Apnée...

Il suffit parfois d'une apnée. L'arrêt du coeur provoqué par l'incroyable.
Un instant essoufflé, où le corps lévite, comme nu dans un bassin, le dos qui tire vers la surface, et les battements de son sang qui tapent dans la gorge.
Quelques toutes petites secondes pour tout perdre.
Et parfois pour tout gagner.


Il y avait eu ce coup de téléphone, de ceux qu'on aurait préféré ne jamais avoir. Quelques mots. Et déjà trop pour le cerveau abattu qui était glacé par son intuition. Le sentiment soudain que le lien était coupé, la connexion suspendue entre deux êtres, et que la relation était amputée subitement par une décision arbitraire de la vie. Une aspiration de l'univers, un kidnapping de la réalité d'amour de deux personnes. Une effraction dans le vivant.
 A l'air dans ta gorge, à ta première respiration j'ai su.
 Que rien ne serait plus comme avant, que la vie basculait. Et que toutes les putains de certitudes qui nous servent de lit n'avaient alors jamais existées. J'avais envie de raccrocher pour ne plus jamais t'entendre avant même que tu produises un son. Fuir la déferlante...
Je n'étais à la seconde suivante plus personne, on m'avait volé mon identité, tout ce qui composait mon âme s'était éclaté en constellation d'orgueil, paillettes d'ego et mégots écrasés directement sur la poitrine.
Que mon inconscient tienne encore à respirer me semblait relever du miracle. Tout ce qui me rendrait vivante désormais serait ma chair et mes os, mais le reste s'était vu se faire engloutir, comme un paysage ensoleillé bombardé d'obus.
 Ma personne n'était plus qu'une charpie, avec des réflexes archaïques de survie, que j'aurais voulu éteindre juste pour moins souffrir.
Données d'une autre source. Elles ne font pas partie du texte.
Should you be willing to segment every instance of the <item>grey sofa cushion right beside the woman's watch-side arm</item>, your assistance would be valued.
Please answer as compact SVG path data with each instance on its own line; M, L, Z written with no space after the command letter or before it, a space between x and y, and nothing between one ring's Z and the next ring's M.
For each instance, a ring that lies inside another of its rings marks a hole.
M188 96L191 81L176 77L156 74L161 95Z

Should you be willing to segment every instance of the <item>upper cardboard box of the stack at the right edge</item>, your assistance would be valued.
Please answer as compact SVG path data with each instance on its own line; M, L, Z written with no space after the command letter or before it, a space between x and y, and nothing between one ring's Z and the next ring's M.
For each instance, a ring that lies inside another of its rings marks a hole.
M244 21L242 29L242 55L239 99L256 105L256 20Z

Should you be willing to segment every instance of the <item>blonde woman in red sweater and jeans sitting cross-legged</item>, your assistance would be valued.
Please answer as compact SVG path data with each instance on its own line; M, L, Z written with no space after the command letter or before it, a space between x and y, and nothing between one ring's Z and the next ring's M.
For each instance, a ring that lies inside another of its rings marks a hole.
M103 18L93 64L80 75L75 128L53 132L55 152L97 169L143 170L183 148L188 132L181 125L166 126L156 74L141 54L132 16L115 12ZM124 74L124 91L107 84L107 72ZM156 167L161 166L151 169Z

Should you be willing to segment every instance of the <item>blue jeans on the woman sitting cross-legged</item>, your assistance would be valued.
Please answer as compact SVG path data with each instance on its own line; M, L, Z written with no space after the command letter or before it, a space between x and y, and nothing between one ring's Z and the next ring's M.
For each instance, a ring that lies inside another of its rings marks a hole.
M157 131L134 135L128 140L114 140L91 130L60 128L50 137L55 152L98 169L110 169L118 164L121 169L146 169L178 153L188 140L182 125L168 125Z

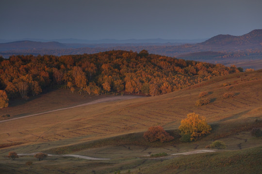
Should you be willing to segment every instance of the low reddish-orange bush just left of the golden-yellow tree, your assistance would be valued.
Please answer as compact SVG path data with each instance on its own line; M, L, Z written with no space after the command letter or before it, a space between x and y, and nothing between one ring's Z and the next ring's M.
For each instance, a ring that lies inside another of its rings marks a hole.
M161 126L152 126L144 133L144 138L149 142L160 141L161 143L170 142L174 139Z

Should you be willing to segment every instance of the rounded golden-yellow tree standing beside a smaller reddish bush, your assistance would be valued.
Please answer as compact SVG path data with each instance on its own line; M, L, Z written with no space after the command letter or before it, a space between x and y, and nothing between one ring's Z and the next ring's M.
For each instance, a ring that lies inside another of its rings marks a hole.
M179 127L181 135L190 135L190 140L198 140L201 136L210 133L211 126L207 124L204 116L190 113L187 118L181 120Z

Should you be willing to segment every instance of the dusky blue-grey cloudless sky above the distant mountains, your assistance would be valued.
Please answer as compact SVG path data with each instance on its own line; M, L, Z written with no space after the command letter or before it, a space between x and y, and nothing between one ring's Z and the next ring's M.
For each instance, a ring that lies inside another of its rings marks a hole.
M0 39L202 39L262 29L262 0L0 0Z

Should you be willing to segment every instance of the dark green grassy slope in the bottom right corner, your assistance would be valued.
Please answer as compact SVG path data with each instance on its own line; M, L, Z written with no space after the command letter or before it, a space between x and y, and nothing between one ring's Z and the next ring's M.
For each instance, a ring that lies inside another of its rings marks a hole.
M145 167L145 174L260 174L262 146L238 151L181 156Z

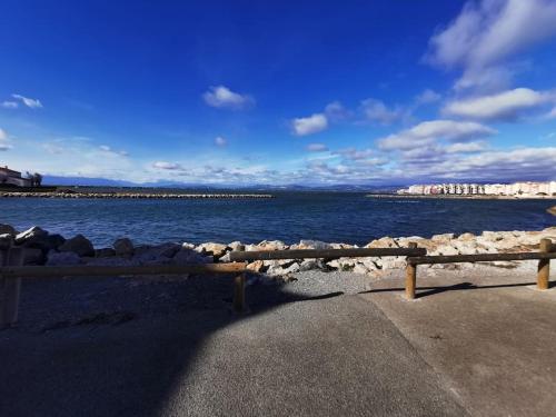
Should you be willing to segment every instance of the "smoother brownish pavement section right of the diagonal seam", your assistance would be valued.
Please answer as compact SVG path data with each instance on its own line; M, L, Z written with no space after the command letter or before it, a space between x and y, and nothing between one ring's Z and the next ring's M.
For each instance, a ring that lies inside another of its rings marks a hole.
M398 275L364 297L474 415L556 416L556 288L537 291L535 278L438 271L418 279L429 288L406 301L389 290L403 287Z

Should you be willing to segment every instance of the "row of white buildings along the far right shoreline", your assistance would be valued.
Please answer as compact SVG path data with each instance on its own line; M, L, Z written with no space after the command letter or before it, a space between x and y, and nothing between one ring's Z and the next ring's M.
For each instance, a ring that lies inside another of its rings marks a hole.
M400 189L398 195L454 195L454 196L556 196L556 181L523 181L514 183L433 183Z

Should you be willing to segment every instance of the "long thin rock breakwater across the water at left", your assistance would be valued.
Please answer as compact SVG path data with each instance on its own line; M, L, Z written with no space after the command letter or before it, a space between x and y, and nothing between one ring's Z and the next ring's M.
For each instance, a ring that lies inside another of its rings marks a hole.
M274 198L268 193L147 193L147 192L18 192L4 191L0 192L0 197L4 198L98 198L98 199L256 199L256 198Z

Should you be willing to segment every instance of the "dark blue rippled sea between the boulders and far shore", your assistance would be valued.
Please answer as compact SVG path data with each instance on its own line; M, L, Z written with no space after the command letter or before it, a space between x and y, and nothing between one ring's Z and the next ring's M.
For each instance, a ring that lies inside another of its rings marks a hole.
M383 236L556 226L555 200L369 198L365 193L284 192L256 200L0 199L0 222L38 225L64 237L83 234L96 246L121 236L163 241L296 242L317 239L364 245Z

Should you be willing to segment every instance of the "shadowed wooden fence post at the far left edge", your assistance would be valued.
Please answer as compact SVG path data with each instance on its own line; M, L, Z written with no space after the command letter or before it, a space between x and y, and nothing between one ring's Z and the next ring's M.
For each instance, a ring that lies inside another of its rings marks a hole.
M0 250L0 265L4 267L23 265L23 249ZM0 328L13 326L18 321L20 291L21 278L0 276Z

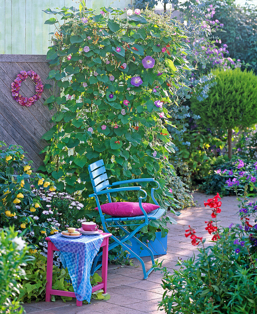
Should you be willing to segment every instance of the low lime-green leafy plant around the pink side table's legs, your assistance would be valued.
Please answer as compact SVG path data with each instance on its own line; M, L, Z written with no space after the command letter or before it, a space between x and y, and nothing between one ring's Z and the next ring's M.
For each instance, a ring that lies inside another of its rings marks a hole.
M34 260L29 261L24 267L24 274L20 276L22 288L18 297L19 301L28 302L45 300L46 287L46 257L40 251L34 254ZM95 273L90 277L92 286L97 282L102 282L102 278ZM67 268L58 268L53 265L53 283L52 289L72 291L71 278ZM71 297L60 296L61 299L72 300ZM96 300L108 300L110 295L103 294L103 290L98 290L92 294L92 298ZM52 301L55 301L55 296L52 296Z

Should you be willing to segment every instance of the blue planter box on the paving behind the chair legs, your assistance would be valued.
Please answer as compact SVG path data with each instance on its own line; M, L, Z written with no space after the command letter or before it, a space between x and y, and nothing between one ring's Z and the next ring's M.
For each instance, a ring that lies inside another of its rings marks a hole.
M167 238L166 235L164 238L161 237L161 232L155 232L156 238L154 241L149 241L148 247L151 249L154 255L164 255L167 254ZM146 249L141 250L140 244L133 239L130 239L132 246L127 245L132 249L138 256L150 256L149 252ZM135 257L134 255L129 255L129 258Z

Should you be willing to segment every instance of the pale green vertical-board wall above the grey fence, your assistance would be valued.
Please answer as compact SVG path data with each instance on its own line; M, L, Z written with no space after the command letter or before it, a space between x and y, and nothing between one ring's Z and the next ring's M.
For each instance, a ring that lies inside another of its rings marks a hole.
M131 0L87 0L87 8L104 6L124 8ZM113 2L113 4L111 4ZM52 25L44 22L52 15L47 8L77 7L74 0L0 0L0 54L46 54Z

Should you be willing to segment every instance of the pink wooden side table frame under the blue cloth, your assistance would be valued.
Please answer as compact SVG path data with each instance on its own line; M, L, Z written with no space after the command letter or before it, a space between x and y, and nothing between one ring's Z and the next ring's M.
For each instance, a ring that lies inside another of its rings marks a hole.
M96 286L92 287L92 292L103 289L106 293L107 289L107 269L108 269L108 246L109 237L111 233L102 233L103 241L100 247L102 247L102 282L98 283ZM75 293L71 291L54 290L52 289L52 278L53 278L53 252L59 251L56 246L51 242L49 237L45 238L48 241L47 247L47 266L46 266L46 295L45 301L51 301L51 295L63 295L76 298ZM82 301L76 302L77 306L82 306Z

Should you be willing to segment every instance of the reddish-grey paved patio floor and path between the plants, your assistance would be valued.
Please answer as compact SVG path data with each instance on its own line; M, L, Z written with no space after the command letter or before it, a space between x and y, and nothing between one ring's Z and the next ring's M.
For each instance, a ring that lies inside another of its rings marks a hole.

J'ai repris mon souffle, un soir trop chaud d'été, dans mon lit, juste après avoir éteint la lumière de la lampe de chevet.
Mes larmes ont attendu avec pudeur le noir total pour se déverser en pente douce.
Tout mon corps était en train de m'expliquer qu'il me libérait, que ces quatre années sans vie venaient de se terminer à cet instant précis. J'avais purgé ma peine.
 On me rendait ma liberté après plusieurs années de captivité, dans une femme qui me portait contre elle mais qui était trop loin pour entendre mes plaintes. Une étoffe de matérialisme et de peurs, de un- pieds- devant- l'autre- sans- trébucher, d'apprentissages, de relations, de recommencements. D'embrassades stériles et illusoires, de mots insensés et de musicalité sourde.
Une camisole de transe, engourdie dans des faux semblants, dans des émotions livides et désordonnées. La fosse déloyale d'une existence glissante, morne sous le soleil et acide l'hiver.

J'ai senti monter en moi une forme d'évidence. L'évidence n'a pas d'image, comme l'intuition. Elle se pose sur nous, sans forme et sans contours, pourtant elle est toute à nous. Elle est venue spécialement pour nous, on le sait.
 On sait la reconnaître quand elle se présente. Elle ouvre son grand manteau et nous invite dessous, forme de générosité extrême, de ce que la vie a de plus beau à offrir. Elle apporte avec elle le retour à soi. Elle nous prouve notre humilité et notre justesse, elle nous grâcie.
La mer s'est fendue en deux cette nuit là, pour te laisser passer. Pour me tendre cette rencontre.
Les retrouvailles avec ce qui était déjà écrit. Sur un cahier égaré sans doute, mais là quand même.
C'était bien sûr maintenant. Mon moment était arrivé.
 Roulette russe de l'inexploré. Il n'y avait plus à en douter. La vie reprenait.

J'ai tout perdu un matin d' août 2015.
J'ai tout retrouvé un soir de juin 2019.